In questa giornata altamente simbolica desidero esprimere la mia vicinanza e la mia gratitudine a tutti voi presenti nell’aula bunker, a chi non si è mai scoraggiato nella battaglia contro le mafie, contro l’illegalità e contro la corruzione, a chi lo ha fatto a costo di sacrificio personale e a chi ha compreso il valore della cultura della legalità, che vive anzitutto nell’agire quotidiano». Così il presidente della Repubblica, Sergio Mattarella, in un messaggio inviato a Maria Falcone, presidente della Fondazione Giovanni e Francesca Falcone.
«Ringrazio, in particolare, Maria Falcone, dalla cui passione è scaturita una grande energia positiva, che contribuisce a sostenere reti di cittadinanza attiva e prosciugare così quel retroterra in cui la criminalità e il malaffare cercano di piantare le proprie radici», aggiunge il capo dello Stato.

«Quest’anno ricorre il trentesimo anniversario del maxiprocesso ai vertici di Cosa Nostra, frutto di un lavoro di qualità, intelligenza, impegno straordinari, di cui Giovanni Falcone e Paolo Borsellino furono artefici essenziali. L’evidenza giudiziaria della mafia, e le numerose condanne sancite nelle sentenze, travolsero antiche omertà e ipocriti opportunismi, offrendo allo Stato e alla comprensione degli italiani quanto esplicito e intollerabile fosse l’attacco alla democrazia e alla convivenza. Il maxiprocesso - sottolinea - fu una pietra angolare, premessa anche di quella mobilitazione delle coscienze che si manifestò dopo gli assassini di Falcone, di Borsellino, di Francesca Morvillo, degli uomini e delle donne delle scorte, Rocco Dicillo, Vito Schifani, Antonio Montinaro, Walter Eddie Cosina, Claudio Traina, Emanuela Loi, Vincenzo Li Muli, Agostino Catalano.
Il maxiprocesso ha dimostrato come lo Stato sappia reagire. Come gli anticorpi della mafia siano presenti nelle istituzioni e agiscano grazie all’opera di magistrati e di uomini delle forze dell’ordine. Il 23 maggio dello scorso anno, insieme a molti di voi, ho ascoltato alcune letture di studenti palermitani. Una di queste era una citazione di Giovanni Falcone: ‘la mafia non è affatto invincibile. Si può vincere non pretendendo l’eroismo da inermi cittadini, ma impegnando in questa battaglia tutte le forze migliori delle istituzionì. È questo il nostro obiettivo. Per realizzarlo occorre che la società sia viva, che la scuola aiuti a formare giovani cittadini attivi e responsabili, che la cultura sia un patrimonio accessibile e offra opportunità a tutti, che lo sviluppo economico riduca e allarghi la forbice delle diseguaglianze e delle ingiustizie sociali. Il vostro impegno di oggi - conclude Mattarella - è una garanzia che questo percorso di riscossa contro le mafie proseguirà. Con questo spirito vi rivolgo il mio più cordiale saluto e augurio».

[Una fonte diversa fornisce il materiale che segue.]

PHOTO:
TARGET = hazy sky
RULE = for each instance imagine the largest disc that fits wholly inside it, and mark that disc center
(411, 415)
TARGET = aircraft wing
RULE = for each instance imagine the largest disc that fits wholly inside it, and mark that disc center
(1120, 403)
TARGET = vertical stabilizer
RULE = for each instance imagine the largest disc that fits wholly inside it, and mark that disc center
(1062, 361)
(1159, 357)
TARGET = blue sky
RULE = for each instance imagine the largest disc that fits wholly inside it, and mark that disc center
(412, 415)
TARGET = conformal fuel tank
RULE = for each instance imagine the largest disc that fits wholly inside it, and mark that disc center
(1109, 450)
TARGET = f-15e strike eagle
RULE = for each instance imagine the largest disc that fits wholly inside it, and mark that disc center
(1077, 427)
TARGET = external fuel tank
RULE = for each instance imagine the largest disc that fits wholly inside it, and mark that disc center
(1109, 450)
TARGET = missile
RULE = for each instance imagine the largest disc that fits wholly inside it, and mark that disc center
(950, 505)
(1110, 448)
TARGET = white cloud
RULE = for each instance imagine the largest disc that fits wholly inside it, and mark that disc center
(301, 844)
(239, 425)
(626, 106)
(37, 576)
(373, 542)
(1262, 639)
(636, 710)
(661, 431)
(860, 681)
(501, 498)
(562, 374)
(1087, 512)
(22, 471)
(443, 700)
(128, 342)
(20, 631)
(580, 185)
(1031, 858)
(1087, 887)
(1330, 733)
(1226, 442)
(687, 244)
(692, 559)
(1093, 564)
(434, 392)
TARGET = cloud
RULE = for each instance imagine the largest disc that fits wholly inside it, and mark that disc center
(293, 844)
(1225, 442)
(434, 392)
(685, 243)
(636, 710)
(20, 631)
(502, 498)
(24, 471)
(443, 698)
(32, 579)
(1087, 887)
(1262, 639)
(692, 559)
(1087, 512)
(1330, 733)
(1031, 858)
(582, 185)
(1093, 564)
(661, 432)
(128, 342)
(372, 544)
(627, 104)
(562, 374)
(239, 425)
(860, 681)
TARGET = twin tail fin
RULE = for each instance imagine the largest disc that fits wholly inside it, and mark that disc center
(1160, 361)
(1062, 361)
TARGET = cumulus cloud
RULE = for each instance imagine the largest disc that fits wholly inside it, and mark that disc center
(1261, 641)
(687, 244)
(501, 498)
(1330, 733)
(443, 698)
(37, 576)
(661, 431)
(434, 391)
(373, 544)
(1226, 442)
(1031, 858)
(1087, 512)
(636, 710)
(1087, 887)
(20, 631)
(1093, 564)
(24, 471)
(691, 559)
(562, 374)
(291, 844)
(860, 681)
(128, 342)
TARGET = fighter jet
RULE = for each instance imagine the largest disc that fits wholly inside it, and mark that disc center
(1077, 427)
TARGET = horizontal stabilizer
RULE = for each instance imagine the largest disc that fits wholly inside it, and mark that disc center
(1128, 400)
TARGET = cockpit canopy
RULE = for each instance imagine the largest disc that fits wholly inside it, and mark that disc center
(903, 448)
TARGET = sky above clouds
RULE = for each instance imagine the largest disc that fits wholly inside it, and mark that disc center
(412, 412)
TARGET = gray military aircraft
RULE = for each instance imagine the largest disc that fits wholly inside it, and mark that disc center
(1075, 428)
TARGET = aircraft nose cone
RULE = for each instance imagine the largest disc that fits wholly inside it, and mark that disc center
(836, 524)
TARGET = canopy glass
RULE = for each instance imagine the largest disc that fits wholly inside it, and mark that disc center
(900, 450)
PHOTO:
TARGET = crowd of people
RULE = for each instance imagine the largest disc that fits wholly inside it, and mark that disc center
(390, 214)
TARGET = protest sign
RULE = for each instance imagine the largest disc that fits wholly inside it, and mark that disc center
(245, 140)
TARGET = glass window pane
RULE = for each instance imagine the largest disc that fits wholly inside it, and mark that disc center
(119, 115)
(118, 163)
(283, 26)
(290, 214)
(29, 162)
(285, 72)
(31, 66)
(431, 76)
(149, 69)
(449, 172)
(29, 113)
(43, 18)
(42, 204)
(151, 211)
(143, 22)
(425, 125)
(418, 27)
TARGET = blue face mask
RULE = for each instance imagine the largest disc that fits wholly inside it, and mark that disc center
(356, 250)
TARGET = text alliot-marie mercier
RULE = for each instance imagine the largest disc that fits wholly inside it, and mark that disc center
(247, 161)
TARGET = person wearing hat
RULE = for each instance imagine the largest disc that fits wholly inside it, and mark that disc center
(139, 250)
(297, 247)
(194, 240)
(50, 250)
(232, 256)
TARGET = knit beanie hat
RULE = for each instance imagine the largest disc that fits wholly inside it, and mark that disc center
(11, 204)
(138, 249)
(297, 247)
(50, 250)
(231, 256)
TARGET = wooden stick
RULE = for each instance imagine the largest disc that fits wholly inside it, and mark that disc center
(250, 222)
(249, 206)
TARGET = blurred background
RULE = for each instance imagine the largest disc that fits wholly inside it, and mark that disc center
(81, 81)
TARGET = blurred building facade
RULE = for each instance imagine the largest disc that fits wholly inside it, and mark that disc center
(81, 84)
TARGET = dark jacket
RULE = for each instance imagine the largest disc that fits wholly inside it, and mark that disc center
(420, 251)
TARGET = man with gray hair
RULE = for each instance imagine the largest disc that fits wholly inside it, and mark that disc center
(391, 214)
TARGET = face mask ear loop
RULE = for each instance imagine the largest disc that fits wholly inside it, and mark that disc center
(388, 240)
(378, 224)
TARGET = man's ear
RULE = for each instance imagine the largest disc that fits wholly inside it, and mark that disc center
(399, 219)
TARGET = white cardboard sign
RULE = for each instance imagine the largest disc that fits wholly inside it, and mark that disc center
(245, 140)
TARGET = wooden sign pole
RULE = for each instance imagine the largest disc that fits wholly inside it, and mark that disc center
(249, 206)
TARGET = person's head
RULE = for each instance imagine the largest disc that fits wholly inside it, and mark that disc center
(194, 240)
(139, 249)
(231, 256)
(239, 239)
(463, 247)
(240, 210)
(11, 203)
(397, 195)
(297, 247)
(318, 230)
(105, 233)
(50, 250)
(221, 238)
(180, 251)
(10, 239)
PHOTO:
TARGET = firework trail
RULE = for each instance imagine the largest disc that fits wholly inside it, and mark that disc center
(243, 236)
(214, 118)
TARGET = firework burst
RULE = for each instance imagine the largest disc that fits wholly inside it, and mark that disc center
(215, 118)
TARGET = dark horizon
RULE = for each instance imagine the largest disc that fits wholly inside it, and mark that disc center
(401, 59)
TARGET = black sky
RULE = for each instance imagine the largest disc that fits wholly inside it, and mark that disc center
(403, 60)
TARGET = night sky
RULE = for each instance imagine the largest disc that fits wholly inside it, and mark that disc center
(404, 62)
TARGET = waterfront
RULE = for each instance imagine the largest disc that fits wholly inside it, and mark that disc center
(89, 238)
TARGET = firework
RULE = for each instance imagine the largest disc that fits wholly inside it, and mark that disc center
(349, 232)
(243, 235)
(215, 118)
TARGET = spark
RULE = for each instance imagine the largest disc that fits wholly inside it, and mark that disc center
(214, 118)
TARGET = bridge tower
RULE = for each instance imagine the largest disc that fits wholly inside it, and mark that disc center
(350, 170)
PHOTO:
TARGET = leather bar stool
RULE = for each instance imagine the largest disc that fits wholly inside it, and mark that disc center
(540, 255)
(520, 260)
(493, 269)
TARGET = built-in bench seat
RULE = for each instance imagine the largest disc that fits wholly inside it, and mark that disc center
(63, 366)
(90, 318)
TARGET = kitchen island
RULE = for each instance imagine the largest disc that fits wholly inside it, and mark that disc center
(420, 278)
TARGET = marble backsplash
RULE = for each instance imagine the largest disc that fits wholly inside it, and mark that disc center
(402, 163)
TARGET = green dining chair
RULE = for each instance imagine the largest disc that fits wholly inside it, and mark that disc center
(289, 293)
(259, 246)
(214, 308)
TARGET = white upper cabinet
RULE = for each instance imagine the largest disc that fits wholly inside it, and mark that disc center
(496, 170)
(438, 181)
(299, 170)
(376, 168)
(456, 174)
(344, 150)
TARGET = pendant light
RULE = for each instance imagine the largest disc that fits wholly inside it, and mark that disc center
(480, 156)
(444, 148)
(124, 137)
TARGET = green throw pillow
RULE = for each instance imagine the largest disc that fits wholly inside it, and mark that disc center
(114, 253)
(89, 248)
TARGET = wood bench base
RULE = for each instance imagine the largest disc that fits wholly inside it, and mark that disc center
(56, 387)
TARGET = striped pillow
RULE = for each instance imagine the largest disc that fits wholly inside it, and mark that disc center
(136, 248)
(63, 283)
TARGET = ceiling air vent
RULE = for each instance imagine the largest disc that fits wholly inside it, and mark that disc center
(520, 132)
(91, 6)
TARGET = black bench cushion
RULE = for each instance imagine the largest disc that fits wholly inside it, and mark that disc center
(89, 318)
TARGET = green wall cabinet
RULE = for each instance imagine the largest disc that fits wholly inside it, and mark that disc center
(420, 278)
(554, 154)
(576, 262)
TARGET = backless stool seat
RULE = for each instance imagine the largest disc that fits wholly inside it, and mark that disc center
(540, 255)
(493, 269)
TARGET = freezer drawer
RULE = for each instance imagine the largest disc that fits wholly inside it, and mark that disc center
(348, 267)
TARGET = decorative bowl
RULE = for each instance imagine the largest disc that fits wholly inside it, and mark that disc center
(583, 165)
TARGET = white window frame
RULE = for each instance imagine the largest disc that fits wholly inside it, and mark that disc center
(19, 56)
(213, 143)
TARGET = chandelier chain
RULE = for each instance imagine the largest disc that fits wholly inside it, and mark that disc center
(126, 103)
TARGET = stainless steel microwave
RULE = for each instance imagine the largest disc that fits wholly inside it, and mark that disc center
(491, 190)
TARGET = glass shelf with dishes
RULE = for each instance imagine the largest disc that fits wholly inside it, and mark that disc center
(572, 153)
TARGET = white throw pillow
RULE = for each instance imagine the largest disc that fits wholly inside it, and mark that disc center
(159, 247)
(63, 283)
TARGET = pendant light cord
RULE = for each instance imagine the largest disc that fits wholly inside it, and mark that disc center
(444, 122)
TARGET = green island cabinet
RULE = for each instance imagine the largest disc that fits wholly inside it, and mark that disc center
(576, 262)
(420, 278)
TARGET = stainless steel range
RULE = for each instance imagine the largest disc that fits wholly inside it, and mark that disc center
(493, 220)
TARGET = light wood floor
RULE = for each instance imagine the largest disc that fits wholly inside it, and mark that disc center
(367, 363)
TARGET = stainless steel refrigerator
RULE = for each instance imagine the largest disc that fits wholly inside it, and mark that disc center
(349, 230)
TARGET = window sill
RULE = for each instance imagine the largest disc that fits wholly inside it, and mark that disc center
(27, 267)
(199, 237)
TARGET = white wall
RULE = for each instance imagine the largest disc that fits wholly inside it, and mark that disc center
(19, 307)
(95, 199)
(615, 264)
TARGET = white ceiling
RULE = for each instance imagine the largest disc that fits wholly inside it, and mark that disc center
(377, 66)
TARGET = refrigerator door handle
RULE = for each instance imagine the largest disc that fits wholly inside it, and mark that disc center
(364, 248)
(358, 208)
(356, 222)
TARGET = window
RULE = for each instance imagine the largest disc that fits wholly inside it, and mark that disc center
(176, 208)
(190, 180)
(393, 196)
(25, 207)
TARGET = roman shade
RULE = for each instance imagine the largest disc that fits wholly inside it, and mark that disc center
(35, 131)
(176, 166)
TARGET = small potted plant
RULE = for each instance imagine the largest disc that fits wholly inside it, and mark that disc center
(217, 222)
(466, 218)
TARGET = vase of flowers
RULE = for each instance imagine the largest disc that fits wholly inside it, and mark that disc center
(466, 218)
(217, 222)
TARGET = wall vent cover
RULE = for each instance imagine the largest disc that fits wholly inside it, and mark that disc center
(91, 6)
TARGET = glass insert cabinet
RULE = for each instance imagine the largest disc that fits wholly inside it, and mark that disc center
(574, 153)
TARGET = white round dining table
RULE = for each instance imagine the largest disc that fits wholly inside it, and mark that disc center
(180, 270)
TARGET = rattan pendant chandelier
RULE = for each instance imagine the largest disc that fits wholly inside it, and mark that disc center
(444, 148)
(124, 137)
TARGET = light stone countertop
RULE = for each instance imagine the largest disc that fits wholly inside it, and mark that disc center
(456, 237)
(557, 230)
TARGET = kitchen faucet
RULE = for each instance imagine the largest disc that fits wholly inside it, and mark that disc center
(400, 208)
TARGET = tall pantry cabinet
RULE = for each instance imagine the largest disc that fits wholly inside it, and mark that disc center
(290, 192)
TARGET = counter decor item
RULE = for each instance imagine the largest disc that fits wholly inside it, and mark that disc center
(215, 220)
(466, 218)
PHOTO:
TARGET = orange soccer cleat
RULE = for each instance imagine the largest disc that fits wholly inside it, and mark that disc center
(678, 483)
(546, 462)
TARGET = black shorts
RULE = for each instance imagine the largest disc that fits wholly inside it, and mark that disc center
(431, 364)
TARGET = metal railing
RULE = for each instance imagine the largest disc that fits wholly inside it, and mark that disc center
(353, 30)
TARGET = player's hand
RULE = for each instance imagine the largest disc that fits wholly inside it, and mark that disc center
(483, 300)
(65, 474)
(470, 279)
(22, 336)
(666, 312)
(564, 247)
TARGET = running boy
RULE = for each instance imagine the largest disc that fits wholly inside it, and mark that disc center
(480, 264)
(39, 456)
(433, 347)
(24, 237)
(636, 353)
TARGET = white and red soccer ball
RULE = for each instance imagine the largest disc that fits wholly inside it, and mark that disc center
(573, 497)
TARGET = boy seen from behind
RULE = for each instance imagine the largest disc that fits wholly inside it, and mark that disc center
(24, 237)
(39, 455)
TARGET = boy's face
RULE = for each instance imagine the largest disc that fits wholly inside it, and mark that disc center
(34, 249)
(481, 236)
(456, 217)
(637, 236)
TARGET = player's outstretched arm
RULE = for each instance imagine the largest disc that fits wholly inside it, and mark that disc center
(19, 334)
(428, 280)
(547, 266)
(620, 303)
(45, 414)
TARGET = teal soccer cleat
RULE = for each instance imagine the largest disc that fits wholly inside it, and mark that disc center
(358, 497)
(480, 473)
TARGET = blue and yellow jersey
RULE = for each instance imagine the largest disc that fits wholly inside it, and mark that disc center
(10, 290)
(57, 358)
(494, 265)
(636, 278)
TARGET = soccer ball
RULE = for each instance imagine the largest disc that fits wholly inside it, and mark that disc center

RENZI: PIÙ LIBERI GRAZIE A LUI

«Oggi è un giorno per la storia di questo Paese che ricorda la terribile strage di Capaci, il mio primo pensiero va a Falcone, alla moglie, alla scorta, alle loro famiglie. Quello è stato uno dei momenti in cui ho deciso di fare giurisprudenza e se questo Paese è un po’ più forte e un po’ più libero lo deve pure a Falcone e Borsellino, nella loro memoria noi continuiamo il loro lavoro» nella lotta alla mafia.
Lo afferma a Radio 105 il premier Matteo Renzi.